Multi-scale features obtained by GSWM framework. Note that the vertex equals to ROI. Here, the gradients of 9 nodes around the key node in 8 directions are showed, which can depict the information difference between different nodes (ROIs) at different scales. This features from the working memory task with the stimuli of face.

3.2 Effectiveness and Robustness of GSWM

We separately used two datasets to evaluate the decoding performance of our multi-scale features, and prediction accuracy was used as a measurement for the effectiveness and robustness of our GSWM framework. For comparison, activation pattern of 360 ROIs was used to decoding too, the prediction accuracy of datasets 1 and 2 were lower than the other two kinds of features (Fig. 4 and Table 1). Besides, the results could be seen in Fig. 4, the performance of GSWM features was similar to that of the best performance in single scale features, which was close to 100% in both datasets. This also showed that the information obtained by using the combination of underlying connection and functional activation patterns could effectively distinguish different cognitive tasks and retain more comprehensive information. In addition, the best performance scales of single scale feature on different datasets are different, while multi-scale feature can achieve good results without entanglement in selecting the best scale.

Fig. 4.
figure 4

Classification accuracy. (a) and (b) show the performance of accuracy using Softmax as the classifier; (c) and (d) use the L-SVM as the classifier; The blue bars indicate the performance of single scale graph wavelets; the orange bars indicate features derived by GSWM.

3.3 Stabilization of the Features Derived by GSWM

For testing the stabilization of the GSWM features in keeping useful information and decoding brain states, we examined the prediction performance across different classifiers. Using similar two datasets and framework, we put these features into Softmax and Linear Support Vector Machine (L-SVM) classifiers, prediction accuracy were shown in Table 1. These results showed the advantage of the GSWM framework for combining comprehensive information and distinguishing different brain states effectively in both classifiers. Besides, it also indicates that the information differences cross different scales and ROIs in brain is meaningful not only in cognition understanding but also in further application, such as decoding.

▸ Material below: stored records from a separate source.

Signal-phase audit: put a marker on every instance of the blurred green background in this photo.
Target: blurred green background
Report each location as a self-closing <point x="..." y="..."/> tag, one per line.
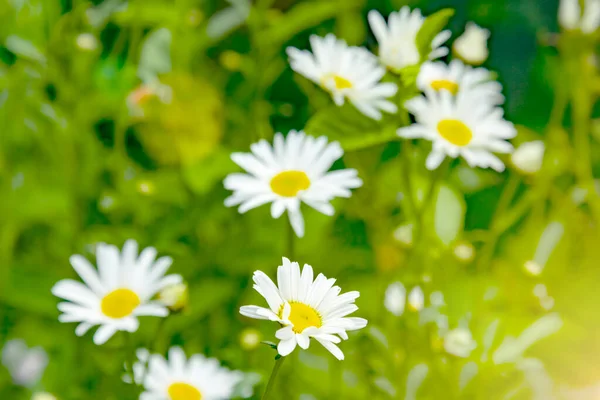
<point x="91" y="151"/>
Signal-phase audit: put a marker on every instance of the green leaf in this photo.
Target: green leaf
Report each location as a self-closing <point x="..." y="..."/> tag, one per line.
<point x="24" y="49"/>
<point x="450" y="209"/>
<point x="352" y="129"/>
<point x="431" y="27"/>
<point x="155" y="56"/>
<point x="202" y="176"/>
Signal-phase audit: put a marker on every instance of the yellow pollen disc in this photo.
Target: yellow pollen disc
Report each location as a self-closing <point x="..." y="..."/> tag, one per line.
<point x="289" y="183"/>
<point x="339" y="82"/>
<point x="450" y="86"/>
<point x="119" y="303"/>
<point x="303" y="316"/>
<point x="455" y="132"/>
<point x="183" y="391"/>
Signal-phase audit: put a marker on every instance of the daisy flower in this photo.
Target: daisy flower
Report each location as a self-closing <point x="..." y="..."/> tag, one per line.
<point x="294" y="170"/>
<point x="460" y="125"/>
<point x="346" y="73"/>
<point x="305" y="308"/>
<point x="180" y="378"/>
<point x="398" y="38"/>
<point x="457" y="77"/>
<point x="117" y="293"/>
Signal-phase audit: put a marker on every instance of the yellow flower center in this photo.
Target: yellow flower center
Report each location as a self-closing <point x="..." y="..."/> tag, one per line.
<point x="455" y="131"/>
<point x="450" y="86"/>
<point x="289" y="183"/>
<point x="183" y="391"/>
<point x="119" y="303"/>
<point x="303" y="316"/>
<point x="339" y="82"/>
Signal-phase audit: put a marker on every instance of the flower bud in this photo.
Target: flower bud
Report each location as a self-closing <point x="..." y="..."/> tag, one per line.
<point x="459" y="342"/>
<point x="464" y="252"/>
<point x="175" y="297"/>
<point x="250" y="339"/>
<point x="395" y="298"/>
<point x="471" y="46"/>
<point x="416" y="299"/>
<point x="529" y="156"/>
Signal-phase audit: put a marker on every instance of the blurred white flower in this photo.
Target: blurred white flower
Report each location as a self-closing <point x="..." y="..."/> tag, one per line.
<point x="395" y="298"/>
<point x="471" y="46"/>
<point x="437" y="299"/>
<point x="529" y="156"/>
<point x="26" y="366"/>
<point x="346" y="72"/>
<point x="305" y="308"/>
<point x="87" y="41"/>
<point x="461" y="125"/>
<point x="398" y="38"/>
<point x="571" y="17"/>
<point x="540" y="290"/>
<point x="459" y="342"/>
<point x="42" y="396"/>
<point x="293" y="170"/>
<point x="456" y="77"/>
<point x="117" y="293"/>
<point x="416" y="299"/>
<point x="180" y="378"/>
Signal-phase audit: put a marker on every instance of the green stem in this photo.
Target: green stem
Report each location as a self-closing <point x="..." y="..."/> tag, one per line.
<point x="152" y="347"/>
<point x="273" y="376"/>
<point x="487" y="252"/>
<point x="290" y="245"/>
<point x="129" y="356"/>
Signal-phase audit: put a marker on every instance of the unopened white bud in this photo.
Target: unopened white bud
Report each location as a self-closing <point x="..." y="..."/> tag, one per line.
<point x="175" y="297"/>
<point x="395" y="298"/>
<point x="416" y="299"/>
<point x="464" y="251"/>
<point x="459" y="342"/>
<point x="471" y="46"/>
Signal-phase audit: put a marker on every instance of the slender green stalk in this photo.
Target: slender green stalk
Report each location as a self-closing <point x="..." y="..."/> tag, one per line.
<point x="129" y="355"/>
<point x="152" y="347"/>
<point x="506" y="198"/>
<point x="272" y="378"/>
<point x="290" y="245"/>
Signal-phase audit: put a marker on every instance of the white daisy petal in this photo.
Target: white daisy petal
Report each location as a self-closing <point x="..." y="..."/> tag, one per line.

4 Discussion and Conclusion

We presented a novel framework to fuse multi-scale information obtained by graph signal wavelet transform, named as GSWM, which banded both activation pattern in structure and functional connectivity. The multi-scale features described the local tendency of information differences, and our results showed that the multi-scale features obtained by GSWM method have excellent prediction performance, and based on GSWM, the problem of choosing scale does not exist. The results also proved the necessity of combining activational-connectional information. In addition, capturing local information contributes to the understanding of information differences in multi-scale brain networks. In the future, we will further use this framework to decode what pictures the subjects see during the tasks, instead of only classifying brain states.